Seguimos caminando por la carretera unos minutos más, hasta que llegamos a un apartadero pequeño de tierra.
—Mire —le dije a Banerjee, señalando rodadas en el suelo.
—Huellas de neumático —dijo él—. Ha pasado un vehículo motorizado, diría que hace relativamente poco. ¿Un coche?
—No —contesté—. Son demasiado anchas para ser de neumáticos de coche. Las ha dejado algo más grande. Un camión, probablemente.
Prolongamos un poco más la búsqueda, pero no dimos con nada. Miré el reloj: eran casi las nueve y media. Si queríamos encontrar al señor Buchan en el Bengal Club teníamos que salir en breve. A mi pesar, le dije a Banerjee que volviéramos al tren.
—¿Alguna teoría, señores? —pregunté en el coche, de camino a Calcuta.
Íbamos embutidos los tres en el asiento trasero.

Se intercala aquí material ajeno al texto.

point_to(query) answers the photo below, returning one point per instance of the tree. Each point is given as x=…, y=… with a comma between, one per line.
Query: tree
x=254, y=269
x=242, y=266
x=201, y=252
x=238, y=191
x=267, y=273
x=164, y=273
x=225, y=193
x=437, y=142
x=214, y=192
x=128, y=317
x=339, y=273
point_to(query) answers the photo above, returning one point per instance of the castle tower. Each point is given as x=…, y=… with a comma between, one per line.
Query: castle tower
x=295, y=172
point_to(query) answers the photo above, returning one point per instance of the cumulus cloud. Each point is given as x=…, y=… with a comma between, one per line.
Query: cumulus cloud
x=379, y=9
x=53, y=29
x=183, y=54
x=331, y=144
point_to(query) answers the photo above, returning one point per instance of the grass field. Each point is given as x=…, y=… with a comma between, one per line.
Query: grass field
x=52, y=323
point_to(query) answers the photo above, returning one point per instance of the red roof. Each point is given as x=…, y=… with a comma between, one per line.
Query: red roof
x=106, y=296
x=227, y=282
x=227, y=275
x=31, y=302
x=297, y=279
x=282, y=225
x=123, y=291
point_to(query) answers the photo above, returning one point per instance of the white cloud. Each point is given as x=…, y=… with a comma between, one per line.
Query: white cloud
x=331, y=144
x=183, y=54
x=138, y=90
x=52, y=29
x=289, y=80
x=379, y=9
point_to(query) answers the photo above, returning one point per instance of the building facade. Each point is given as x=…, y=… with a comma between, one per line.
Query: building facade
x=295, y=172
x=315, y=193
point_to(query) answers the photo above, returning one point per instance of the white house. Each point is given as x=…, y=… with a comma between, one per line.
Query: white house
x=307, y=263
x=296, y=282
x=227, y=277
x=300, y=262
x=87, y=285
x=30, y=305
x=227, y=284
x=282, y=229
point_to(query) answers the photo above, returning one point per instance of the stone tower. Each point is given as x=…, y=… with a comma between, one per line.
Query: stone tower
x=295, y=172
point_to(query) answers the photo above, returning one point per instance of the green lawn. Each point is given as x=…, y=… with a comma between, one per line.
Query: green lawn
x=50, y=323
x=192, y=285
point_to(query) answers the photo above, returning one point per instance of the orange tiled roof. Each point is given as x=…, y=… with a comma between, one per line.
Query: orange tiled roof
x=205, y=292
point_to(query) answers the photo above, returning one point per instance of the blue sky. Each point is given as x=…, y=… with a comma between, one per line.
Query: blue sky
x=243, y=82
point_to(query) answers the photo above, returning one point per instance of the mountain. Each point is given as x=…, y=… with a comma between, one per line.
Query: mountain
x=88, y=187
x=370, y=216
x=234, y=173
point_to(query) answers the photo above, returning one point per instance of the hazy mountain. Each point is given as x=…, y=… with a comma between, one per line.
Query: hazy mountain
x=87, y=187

—Para mí está muy claro, compañero —dijo Digby—. Unos dacoits asaltan el tren con la idea de forzar las cajas fuertes y al encontrárselas vacías la rabia hace que maten al vigilante. Cuando lo ven muerto, se asustan y huyen. Deberíamos dar orden a la policía del distrito de que haga una redada entre los facinerosos de la zona. No es que sean el colmo del refinamiento. Alguno se irá de la lengua y delatará a los demás.
Era tentador atribuirlo a unos incompetentes y dejarlo en manos de la policía local, pero el problema era que la hipótesis no cuadraba con los hechos. Yo no tenía la impresión de que los asaltantes fueran unos incompetentes. Al contrario, todo indicaba que habían planeado el ataque al milímetro, salvo el desenlace, por supuesto, lo cual suscitaba la pregunta más importante de todas: si el móvil era el robo, ¿por qué no habían robado nada?